Il «whatever it takes» e l’Omt sono stati comunque un successo di comunicazione straordinario. Lo scudo della Bce difende ancora oggi l’Eurozona da possibili shock dei mercati, anche se, non essendo mai stato utilizzato da nessun Paese, restano alcuni dubbi sugli aspetti tecnici legati agli acquisti, a cominciare dalle condizioni che sarebbero imposte ai governi. Oltre che dal piano Omt in sé, i mercati sono stati finora rassicurati dall’atteggiamento generale della Bce, confermato dai recenti interventi a sostegno delle banche e del credito. Francoforte ha lanciato la nuova versione delle Ltro, ovvero le T-Ltro, stavolta mirate ai prestiti all’economia: le banche dell’Eurozona potranno ottenere altri 1.000 miliardi. Nella stessa occasione, il 5 giugno scorso, la Bce ha tagliato i tassi principali (allo 0,25% a 0,15%) e sui depositi (da 0 a -0,10%); esteso i rifinanziamenti illimitati per le banche fino a fine 2016; aumentato le garanzie utilizzabili dagli istituti.
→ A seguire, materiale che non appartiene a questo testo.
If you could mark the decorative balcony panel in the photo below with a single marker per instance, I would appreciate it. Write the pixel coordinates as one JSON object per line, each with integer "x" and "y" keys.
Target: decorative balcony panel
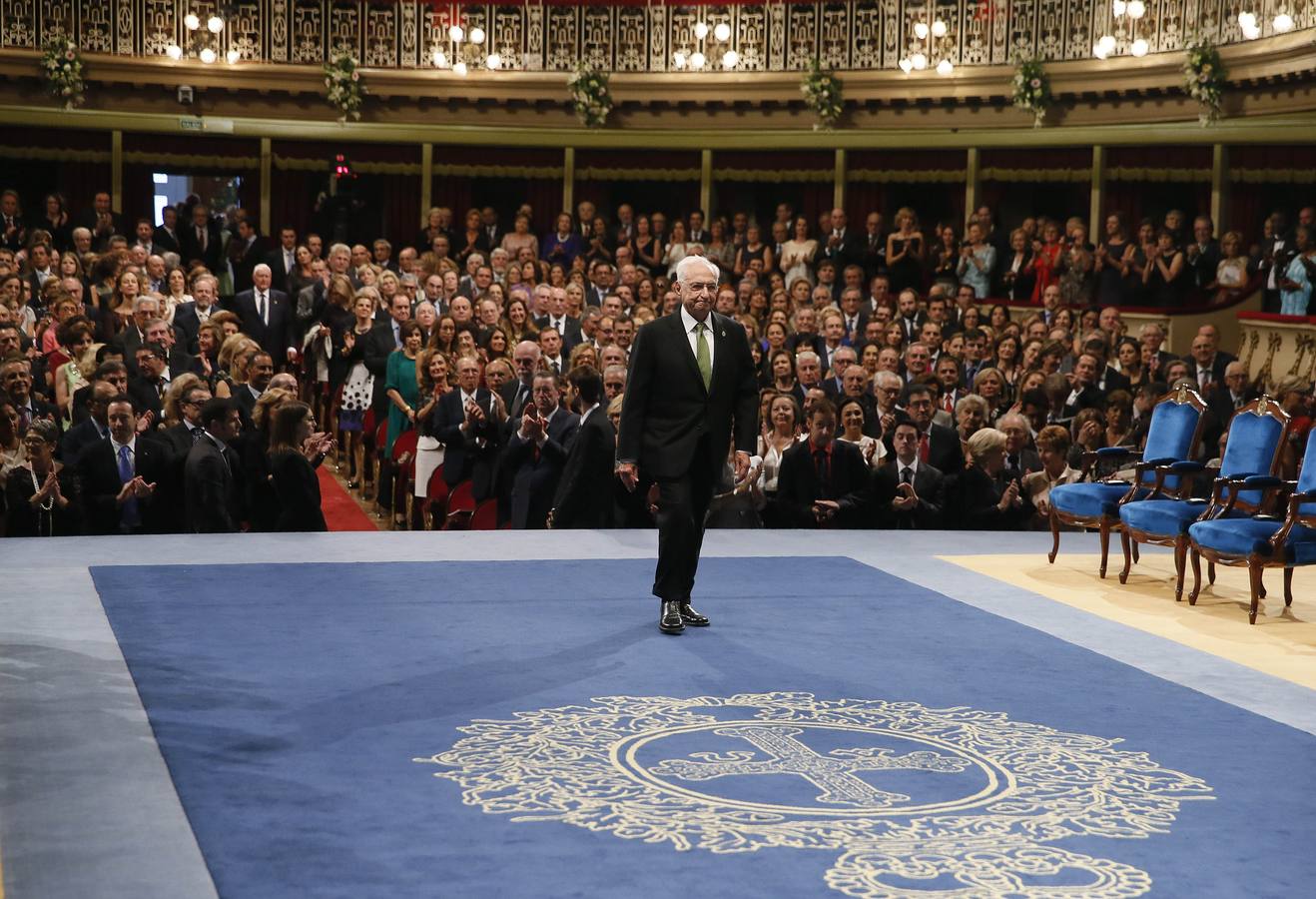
{"x": 843, "y": 34}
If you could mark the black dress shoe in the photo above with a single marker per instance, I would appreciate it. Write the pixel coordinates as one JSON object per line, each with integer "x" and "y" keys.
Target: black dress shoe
{"x": 671, "y": 621}
{"x": 692, "y": 617}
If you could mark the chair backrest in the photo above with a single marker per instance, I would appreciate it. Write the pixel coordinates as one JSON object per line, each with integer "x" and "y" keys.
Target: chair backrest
{"x": 1256, "y": 440}
{"x": 1175, "y": 430}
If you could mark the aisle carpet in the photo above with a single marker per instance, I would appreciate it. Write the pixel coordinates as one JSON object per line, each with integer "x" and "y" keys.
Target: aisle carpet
{"x": 837, "y": 729}
{"x": 341, "y": 510}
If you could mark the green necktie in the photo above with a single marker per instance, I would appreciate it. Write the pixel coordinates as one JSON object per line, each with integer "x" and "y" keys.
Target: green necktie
{"x": 702, "y": 356}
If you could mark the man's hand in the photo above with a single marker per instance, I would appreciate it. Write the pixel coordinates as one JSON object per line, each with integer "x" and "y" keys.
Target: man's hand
{"x": 741, "y": 464}
{"x": 629, "y": 475}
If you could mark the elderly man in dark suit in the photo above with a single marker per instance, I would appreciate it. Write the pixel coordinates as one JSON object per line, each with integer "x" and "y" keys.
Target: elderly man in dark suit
{"x": 268, "y": 316}
{"x": 537, "y": 451}
{"x": 690, "y": 390}
{"x": 211, "y": 472}
{"x": 586, "y": 489}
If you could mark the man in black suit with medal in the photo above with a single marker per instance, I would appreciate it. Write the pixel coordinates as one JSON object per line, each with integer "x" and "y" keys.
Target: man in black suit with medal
{"x": 691, "y": 386}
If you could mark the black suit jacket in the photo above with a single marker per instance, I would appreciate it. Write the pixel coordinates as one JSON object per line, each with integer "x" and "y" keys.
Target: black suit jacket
{"x": 930, "y": 485}
{"x": 584, "y": 492}
{"x": 211, "y": 493}
{"x": 798, "y": 484}
{"x": 280, "y": 334}
{"x": 99, "y": 471}
{"x": 536, "y": 475}
{"x": 667, "y": 413}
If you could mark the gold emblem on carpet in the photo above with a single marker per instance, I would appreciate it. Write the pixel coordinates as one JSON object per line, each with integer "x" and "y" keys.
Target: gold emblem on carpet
{"x": 947, "y": 802}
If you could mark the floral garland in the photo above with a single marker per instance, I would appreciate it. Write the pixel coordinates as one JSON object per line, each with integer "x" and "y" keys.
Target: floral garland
{"x": 1204, "y": 78}
{"x": 822, "y": 92}
{"x": 590, "y": 95}
{"x": 346, "y": 87}
{"x": 62, "y": 65}
{"x": 1033, "y": 90}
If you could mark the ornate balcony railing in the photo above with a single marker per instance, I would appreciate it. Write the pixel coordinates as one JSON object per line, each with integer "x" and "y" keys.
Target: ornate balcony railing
{"x": 633, "y": 36}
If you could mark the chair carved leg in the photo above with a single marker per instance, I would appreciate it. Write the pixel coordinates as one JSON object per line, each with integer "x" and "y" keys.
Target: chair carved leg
{"x": 1180, "y": 553}
{"x": 1257, "y": 589}
{"x": 1195, "y": 557}
{"x": 1055, "y": 537}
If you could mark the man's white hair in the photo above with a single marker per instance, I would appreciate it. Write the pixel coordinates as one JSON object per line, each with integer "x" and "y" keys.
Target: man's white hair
{"x": 690, "y": 262}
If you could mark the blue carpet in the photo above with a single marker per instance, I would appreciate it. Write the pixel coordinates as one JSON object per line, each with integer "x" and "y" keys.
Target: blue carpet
{"x": 305, "y": 711}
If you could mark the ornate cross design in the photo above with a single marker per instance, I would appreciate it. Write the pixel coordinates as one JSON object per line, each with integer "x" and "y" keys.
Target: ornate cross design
{"x": 833, "y": 773}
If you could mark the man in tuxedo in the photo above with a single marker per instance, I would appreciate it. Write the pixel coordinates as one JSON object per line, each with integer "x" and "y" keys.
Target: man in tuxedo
{"x": 268, "y": 316}
{"x": 211, "y": 472}
{"x": 584, "y": 496}
{"x": 691, "y": 386}
{"x": 823, "y": 481}
{"x": 284, "y": 258}
{"x": 537, "y": 452}
{"x": 464, "y": 422}
{"x": 200, "y": 241}
{"x": 918, "y": 488}
{"x": 123, "y": 476}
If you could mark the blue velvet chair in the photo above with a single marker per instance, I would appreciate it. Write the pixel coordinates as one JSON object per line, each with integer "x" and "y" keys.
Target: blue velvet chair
{"x": 1256, "y": 440}
{"x": 1262, "y": 542}
{"x": 1175, "y": 430}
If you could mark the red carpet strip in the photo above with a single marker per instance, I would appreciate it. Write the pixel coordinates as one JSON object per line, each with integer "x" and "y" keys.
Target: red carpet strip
{"x": 339, "y": 508}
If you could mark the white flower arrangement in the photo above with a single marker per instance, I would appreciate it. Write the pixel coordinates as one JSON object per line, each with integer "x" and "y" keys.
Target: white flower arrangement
{"x": 590, "y": 95}
{"x": 1033, "y": 90}
{"x": 62, "y": 66}
{"x": 1204, "y": 78}
{"x": 344, "y": 84}
{"x": 822, "y": 92}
Inoltre ha sospeso la sterilizzazione degli acquisti di titoli di Stato del Smp di Trichet: un segnale di rilievo, perché la Bundesbank fino ad allora aveva sempre impedito che gli acquisti di bond sovrani potessero avere effetti sull’inflazione. Preoccupazioni che si sono dimostrate infondate, al punto che oggi il nemico dell’Eurotower è l’esatto opposto, ossia la deflazione. Perciò la mancata sterilizzazione dei titoli del Smp è stata letta da alcuni come un segnale positivo in vista del via libera a un quantitative easing in stile Fed. È questo il prossimo bazooka che potrebbe usare Draghi. Il presidente Bce ha già assicurato che l’azione contro la crisi «non è ancora finita». La deflazione del resto è diventata uno dei maggiori rischi per la sostenibilità del debito degli Stati dell’Eurozona, che dovranno rispettare i criteri del Fiscal compact. Certo non tutto è risolto per l’area monetaria e la solidità dell’Eurozona passa ancora per molte riforme a livello nazionale e sovranazionale. Ma almeno oggi nessun analista oggi prende in considerazione la fine dell’euro: proprio ciò che li spaventava fino a due anni fa.